In fact, Judge Sifton did not completely deny Florez sentencing consideration based on disparity. Despite reservations about the leniency shown to Chepe, the judge concluded that justice was best served in Florez’s case by imposing a non-Guidelines sentence that reduced somewhat the disparity in the brothers’ sentences. Because the government does not challenge this rationale, we have no reason to review its consideration under § 3553(a)(6). We conclude only that Flo-rez fails to show that the district court imposed an unreasonable sentence when it narrowed but did not eliminate the sentencing disparity between the two brothers. Florez’s sentence “was well within the broad range of reasonable sentences that the District Court could have imposed in the circumstances presented.” Id. at 34.
III. Conclusion
To summarize, we conclude that: (1) the five-year statute of limitations did not bar Florez’s prosecution in this case because that period was tolled from June 10, 1998, to May 24, 2003, while the defendant was a fugitive from justice, see 18 U.S.C. § 3290; (2) the trial evidence was sufficient to permit a rational jury to find Florez guilty beyond a reasonable doubt; and (3) the district court (a) properly made a preponderance finding of drug quantity for purposes of calculating Florez’s sentence under the advisory Sentencing Guidelines, and (b) imposed a reasonable sentence even though it reflected a sentencing disparity between Florez and his brother for their participation in the same crimes.
Affirmed.
Notes
. Of course, once a court applies § 3290 tolling to recalculate the relevant limitations period in a case, the jury must then find beyond a reasonable doubt that the defendant committed the charged criminal conduct within that period.
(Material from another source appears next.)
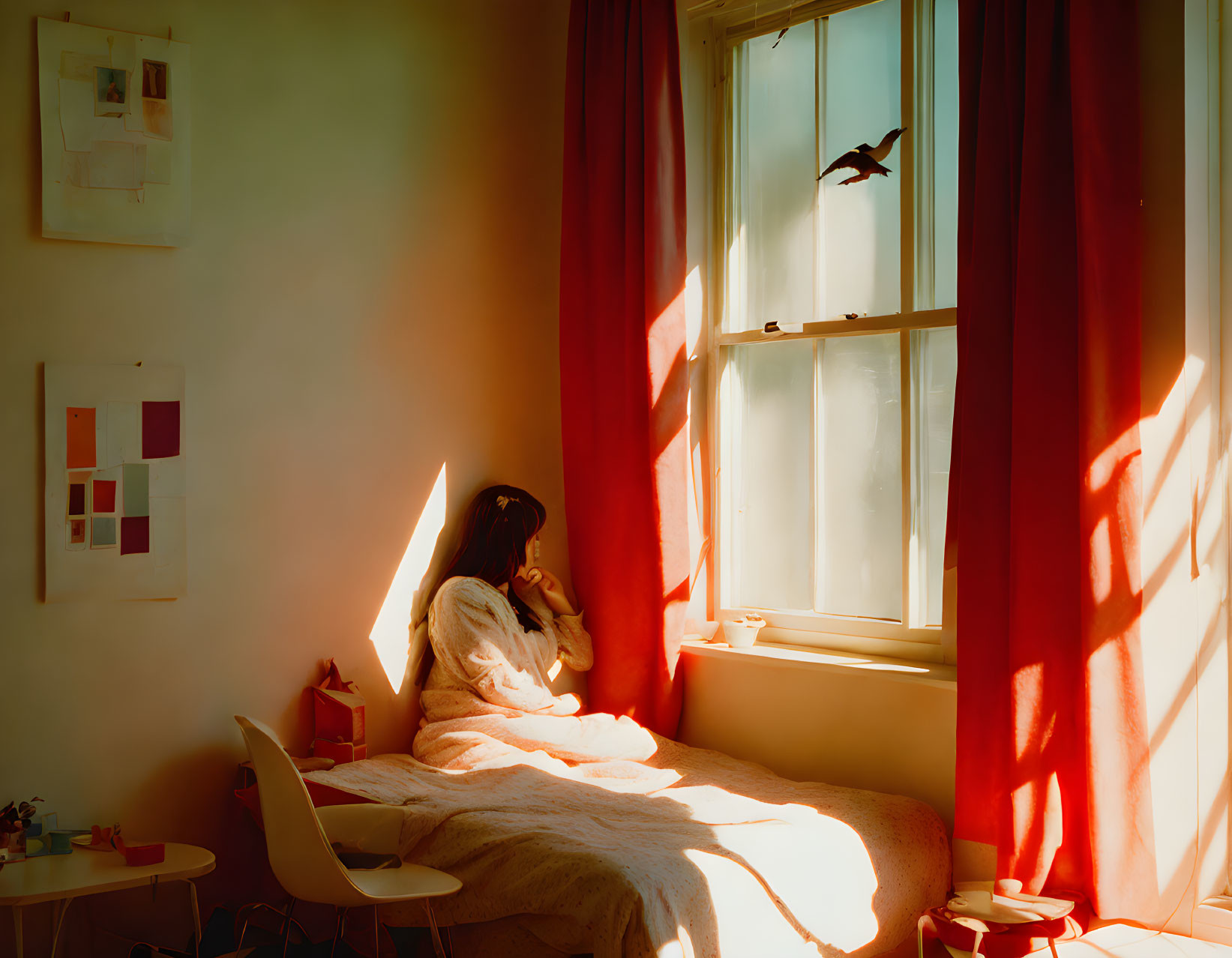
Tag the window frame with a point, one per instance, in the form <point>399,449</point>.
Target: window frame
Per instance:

See generally United States v. Salmonese,
. Rather than immediately arrest Florez, authorities surveilled him for several months, ultimately taking him into custody at Miami International Airport on January 15, 2004. Apparently, the government did not seek, and the district court did not grant, § 3290 tolling of the statute of limitations for the eight-month period between May 24, 2003, and January 15, 2004. Thus, we need not consider the government's actions during this time. Nor need we consider whether the carjacking report fairly indicates that Florez no longer intended to flee from justice, because the district court ceased tolling the statute of limitations the day that report was filed, and the government does not challenge that decision.
. Florez does not argue that his sentence represents an unwarranted disparity with sentences imposed on similarly situated drug traffickers nationwide.